P.S.: Im Buch wurde noch der virtuelle Host noch mit SSL verschlüsselt jedoch das erste was ich auf https://httpd.apache.org/docs/2.4/de/vhosts/name-based.html lese ist "Namensbasierte virtuelle Hosts können aufgrund der Natur des SSL-Protokolls nicht mit SSL-gesicherten Servern verwendet werden."

Gruß Air


----------



## merzi86 (2. November 2017)

Hallo also das du zu Blöd bist die Seite richtig aufzurufen glaube ich nicht.
Ich tippe auf ein Konfigurationsfehler.

Der Konfigurationstest kann ja nicht Gedankenlesen, deshalb kann er auch nicht feststellen, ob die Konfig das genauso macht, wie du es willst. Der Test schaut einfach nur in die Konfig, ob diese Korrekt aufgebaut ist und keine Groben Fehler enthalten sind.

Wenn man es sehr schnell und Vereinfacht beschreiben möchte läuft es ungefähr so ab:
Dein Browser weiß das nicht. Dies weiß ein Dienst Namens DNS (Domain Name System) dein Rechner fragt ein DNS-Server, wie die IP-Adresse des Servers zu dem der Domain Name www.example.de gehört.

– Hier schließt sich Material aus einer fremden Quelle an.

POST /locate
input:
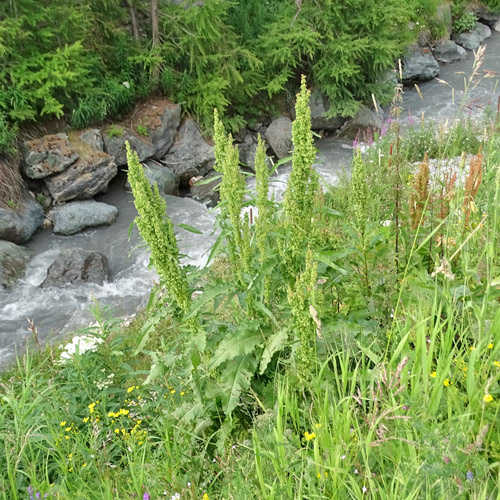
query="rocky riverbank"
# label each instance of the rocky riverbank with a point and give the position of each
(67, 172)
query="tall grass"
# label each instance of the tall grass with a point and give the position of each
(402, 400)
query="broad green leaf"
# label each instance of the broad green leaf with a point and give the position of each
(243, 341)
(189, 228)
(323, 257)
(207, 296)
(260, 305)
(236, 377)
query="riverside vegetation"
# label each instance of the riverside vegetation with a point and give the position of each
(344, 343)
(91, 60)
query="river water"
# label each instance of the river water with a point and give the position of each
(58, 311)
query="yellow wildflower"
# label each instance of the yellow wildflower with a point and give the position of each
(309, 436)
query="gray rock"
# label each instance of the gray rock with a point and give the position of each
(13, 260)
(190, 156)
(485, 15)
(483, 31)
(319, 105)
(46, 156)
(84, 179)
(168, 182)
(365, 119)
(472, 40)
(115, 146)
(93, 138)
(424, 37)
(78, 215)
(419, 66)
(443, 18)
(75, 266)
(162, 130)
(247, 155)
(447, 51)
(279, 136)
(255, 127)
(207, 193)
(19, 225)
(248, 139)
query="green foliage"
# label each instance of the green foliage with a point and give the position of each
(204, 66)
(8, 134)
(157, 230)
(303, 183)
(324, 386)
(142, 129)
(344, 47)
(359, 192)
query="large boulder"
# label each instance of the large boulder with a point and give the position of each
(419, 66)
(190, 156)
(485, 15)
(162, 118)
(167, 181)
(78, 215)
(205, 190)
(319, 105)
(47, 156)
(447, 51)
(279, 136)
(19, 225)
(472, 40)
(114, 144)
(84, 179)
(75, 266)
(13, 260)
(443, 18)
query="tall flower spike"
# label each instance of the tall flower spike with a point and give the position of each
(359, 192)
(157, 231)
(420, 193)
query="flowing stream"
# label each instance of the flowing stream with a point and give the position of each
(58, 311)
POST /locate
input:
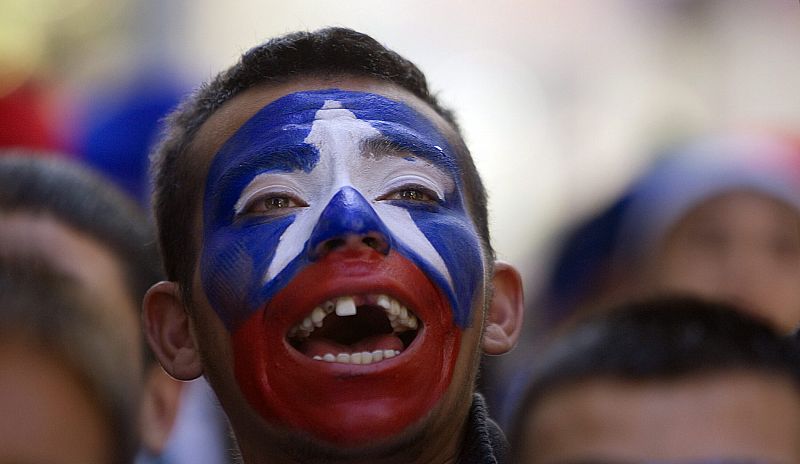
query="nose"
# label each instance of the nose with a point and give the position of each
(348, 222)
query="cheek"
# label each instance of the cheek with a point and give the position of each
(234, 261)
(459, 246)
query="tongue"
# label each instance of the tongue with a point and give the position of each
(322, 346)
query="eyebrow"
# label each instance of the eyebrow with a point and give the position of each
(402, 144)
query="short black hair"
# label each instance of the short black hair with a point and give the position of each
(47, 310)
(329, 52)
(87, 203)
(660, 338)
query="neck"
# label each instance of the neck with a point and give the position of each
(438, 442)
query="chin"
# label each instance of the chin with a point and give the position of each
(350, 355)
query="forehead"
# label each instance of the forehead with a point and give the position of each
(223, 123)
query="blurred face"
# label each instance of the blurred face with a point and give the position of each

Anschließend wird vom Browser nur dieser Server auf Port 80 aufgerufen und der Content abgerufen.
Der HTTP-Dienst auf dem Server Interpretiert den HTTP-Request header und liest die URL aus, die Aufgerufen wird und entscheidet so, welche Seite geliefert werden soll.

Das mit dem SSL kann ich nicht bestätigen.
   1. Arbeiten so ein Großteil der Webserver im Internet.
   2. der HTTP-Dienst baut die Verschlüsselte Verbindung auf und kann so auf die Übermittelten werte aus dem Header zugreifen. Nur Drittserver haben kein Zugriff auf die Übermittelten Daten.

Es ist schon eigenartig, dass dieser Hinweis im Englischen Original nicht existiert.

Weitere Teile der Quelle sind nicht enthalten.